Old Stone Church originated with a Presbyterian congregation that first began gathering, in the summer of 1819, as a Sunday school on the upper floor of Cleveland’s original log cabin courthouse. Within a decade, The First Presbyterian Society was formed and work began on planning a new church structure. That church, dedicated in 1834 and built of roughly hammered native gray sandstone, was formally named The First Presbyterian Society, but was known to all as simply The Stone Church.
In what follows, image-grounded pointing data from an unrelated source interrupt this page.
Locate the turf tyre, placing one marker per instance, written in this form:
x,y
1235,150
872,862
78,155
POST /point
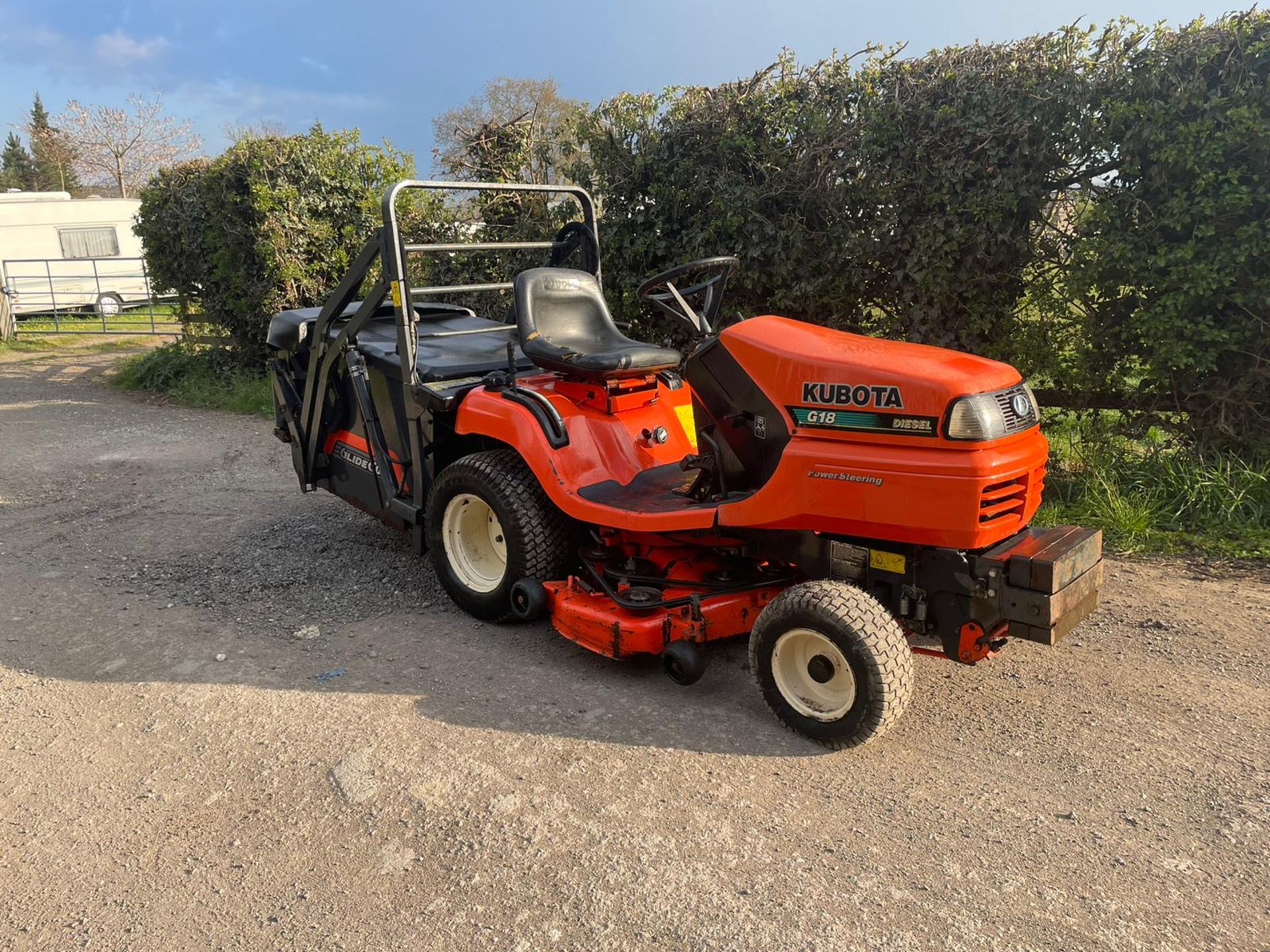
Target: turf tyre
x,y
539,539
867,639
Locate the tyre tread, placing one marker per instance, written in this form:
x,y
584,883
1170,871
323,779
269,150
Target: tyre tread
x,y
549,535
890,659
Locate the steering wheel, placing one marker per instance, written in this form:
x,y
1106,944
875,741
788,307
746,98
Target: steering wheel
x,y
706,280
575,238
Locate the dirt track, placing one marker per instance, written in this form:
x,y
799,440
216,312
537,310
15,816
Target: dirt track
x,y
466,786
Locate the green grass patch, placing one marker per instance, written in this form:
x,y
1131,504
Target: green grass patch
x,y
78,344
196,375
1151,495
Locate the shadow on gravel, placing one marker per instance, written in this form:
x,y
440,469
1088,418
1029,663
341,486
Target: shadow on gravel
x,y
165,606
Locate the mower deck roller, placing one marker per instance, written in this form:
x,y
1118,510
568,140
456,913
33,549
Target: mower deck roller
x,y
845,500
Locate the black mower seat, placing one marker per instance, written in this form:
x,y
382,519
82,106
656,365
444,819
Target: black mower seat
x,y
567,328
452,342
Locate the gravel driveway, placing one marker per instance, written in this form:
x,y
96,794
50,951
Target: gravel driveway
x,y
235,716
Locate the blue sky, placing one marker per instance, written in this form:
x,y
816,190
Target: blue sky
x,y
388,67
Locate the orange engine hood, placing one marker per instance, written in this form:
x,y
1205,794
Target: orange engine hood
x,y
804,365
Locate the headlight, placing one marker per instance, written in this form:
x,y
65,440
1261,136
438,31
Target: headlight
x,y
992,415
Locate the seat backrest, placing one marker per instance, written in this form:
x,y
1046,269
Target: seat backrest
x,y
566,307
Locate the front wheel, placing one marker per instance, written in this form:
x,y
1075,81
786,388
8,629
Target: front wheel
x,y
489,527
832,663
108,303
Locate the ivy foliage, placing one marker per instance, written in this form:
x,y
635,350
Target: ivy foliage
x,y
271,223
1087,205
1170,264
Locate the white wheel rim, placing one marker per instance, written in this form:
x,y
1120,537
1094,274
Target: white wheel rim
x,y
474,539
813,674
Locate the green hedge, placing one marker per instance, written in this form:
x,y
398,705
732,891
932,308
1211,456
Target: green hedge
x,y
1090,206
271,223
1093,206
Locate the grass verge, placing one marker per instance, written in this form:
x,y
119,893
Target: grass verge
x,y
196,375
79,344
1152,496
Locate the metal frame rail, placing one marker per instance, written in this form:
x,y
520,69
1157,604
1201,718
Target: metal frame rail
x,y
305,416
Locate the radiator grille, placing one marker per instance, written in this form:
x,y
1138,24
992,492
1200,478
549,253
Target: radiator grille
x,y
1015,422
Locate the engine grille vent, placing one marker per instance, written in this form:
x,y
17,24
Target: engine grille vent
x,y
1003,500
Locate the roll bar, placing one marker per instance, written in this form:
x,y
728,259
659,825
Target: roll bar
x,y
405,498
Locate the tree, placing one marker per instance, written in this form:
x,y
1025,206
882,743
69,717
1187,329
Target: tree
x,y
17,169
126,146
516,130
52,154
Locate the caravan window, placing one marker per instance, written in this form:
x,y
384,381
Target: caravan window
x,y
89,243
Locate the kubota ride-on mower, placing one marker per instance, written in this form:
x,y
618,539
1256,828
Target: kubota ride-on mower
x,y
845,500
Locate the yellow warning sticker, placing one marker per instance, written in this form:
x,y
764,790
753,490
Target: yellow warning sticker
x,y
887,561
690,428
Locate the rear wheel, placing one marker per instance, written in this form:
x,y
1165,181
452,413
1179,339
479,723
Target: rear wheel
x,y
832,663
489,527
108,303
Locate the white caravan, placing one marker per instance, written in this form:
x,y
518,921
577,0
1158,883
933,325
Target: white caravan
x,y
69,254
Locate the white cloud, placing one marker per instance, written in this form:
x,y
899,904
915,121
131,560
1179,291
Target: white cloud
x,y
251,99
120,48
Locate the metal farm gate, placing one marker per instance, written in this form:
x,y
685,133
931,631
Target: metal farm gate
x,y
83,296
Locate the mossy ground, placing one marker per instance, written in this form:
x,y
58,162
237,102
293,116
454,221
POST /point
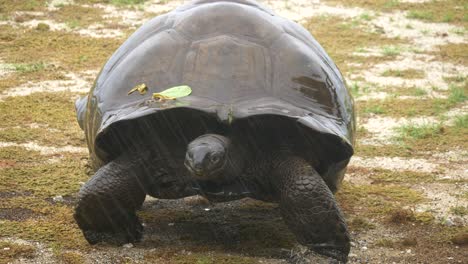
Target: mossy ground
x,y
245,231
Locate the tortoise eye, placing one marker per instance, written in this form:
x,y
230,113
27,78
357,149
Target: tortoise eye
x,y
215,158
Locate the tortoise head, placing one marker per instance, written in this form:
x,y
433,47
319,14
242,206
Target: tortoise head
x,y
207,156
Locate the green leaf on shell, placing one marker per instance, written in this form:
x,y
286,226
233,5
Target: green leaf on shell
x,y
173,93
141,88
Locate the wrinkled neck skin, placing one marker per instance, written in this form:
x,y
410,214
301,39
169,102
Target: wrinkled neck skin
x,y
234,159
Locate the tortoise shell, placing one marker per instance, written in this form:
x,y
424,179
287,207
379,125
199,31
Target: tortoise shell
x,y
242,62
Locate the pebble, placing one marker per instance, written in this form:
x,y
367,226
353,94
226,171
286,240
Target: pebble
x,y
449,222
58,199
129,245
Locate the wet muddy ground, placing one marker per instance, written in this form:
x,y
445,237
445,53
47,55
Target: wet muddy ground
x,y
406,191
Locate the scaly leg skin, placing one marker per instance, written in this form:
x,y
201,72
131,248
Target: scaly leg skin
x,y
107,202
310,210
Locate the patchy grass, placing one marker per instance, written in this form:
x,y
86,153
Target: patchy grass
x,y
376,200
455,53
60,51
375,109
457,94
448,11
391,150
352,36
78,16
171,256
360,224
43,136
432,137
459,210
10,251
54,109
71,257
461,121
395,107
58,228
46,180
406,74
423,131
391,51
382,176
358,90
9,6
420,14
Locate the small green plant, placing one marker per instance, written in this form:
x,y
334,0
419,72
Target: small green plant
x,y
27,68
391,51
461,121
73,23
391,4
365,16
420,14
447,18
422,131
459,210
407,73
419,92
127,2
376,109
457,94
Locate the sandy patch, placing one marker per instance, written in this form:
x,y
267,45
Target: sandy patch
x,y
394,163
423,35
45,150
76,83
54,5
443,197
5,69
300,10
435,71
43,254
383,129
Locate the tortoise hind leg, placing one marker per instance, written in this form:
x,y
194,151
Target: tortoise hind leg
x,y
310,210
108,201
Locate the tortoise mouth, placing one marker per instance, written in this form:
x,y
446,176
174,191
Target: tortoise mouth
x,y
221,189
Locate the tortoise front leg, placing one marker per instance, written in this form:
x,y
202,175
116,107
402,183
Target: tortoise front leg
x,y
310,210
108,201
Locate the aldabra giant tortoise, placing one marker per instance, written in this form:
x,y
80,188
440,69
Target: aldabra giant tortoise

That structure contained Cleveland’s first pipe organ, and employed an innovative use of iron rod supports for its roof. As other churches were erected around and about Cleveland, many built of stone, the Presbyterian facility became known as Old Stone Church, the name that endures today. To accommodate the city’s and congregation’s growth, the original church was demolished in 1853, to be replaced by a newer and larger church, dedicated in 1855.
The new Romanesque Revival edifice, designed by Simeon Porter and Charles Heard, was also constructed of dark gray native sandstone. But, less than two years later, a devastating fire raced through the church, toppling its 250-foot steeple, and leaving merely the exterior walls. Within just ten months, aided by faith and insurance proceeds, the congregation reconstructed and rededicated the church.
However, 26 years later, in the winter of 1883-1884, Old Stone Church was to suffer yet another devastating fire — one that would bring into question whether the congregation would remain at Public Square. Once again though, the congregation rallied, spurred on by some of its more influential citizens, and work began on what was to become the present incarnation of the church. Architect Charles Schweinfurth was enlisted, and proceeded to create false clerestories and wood tie beams supporting a grand barrel-vaulted ceiling. Louis C. Tiffany provided stained glass windows, and John LaFarge created the large triple window facing Public Square, while Julius Schweinfurth contributed the church’s frescoes.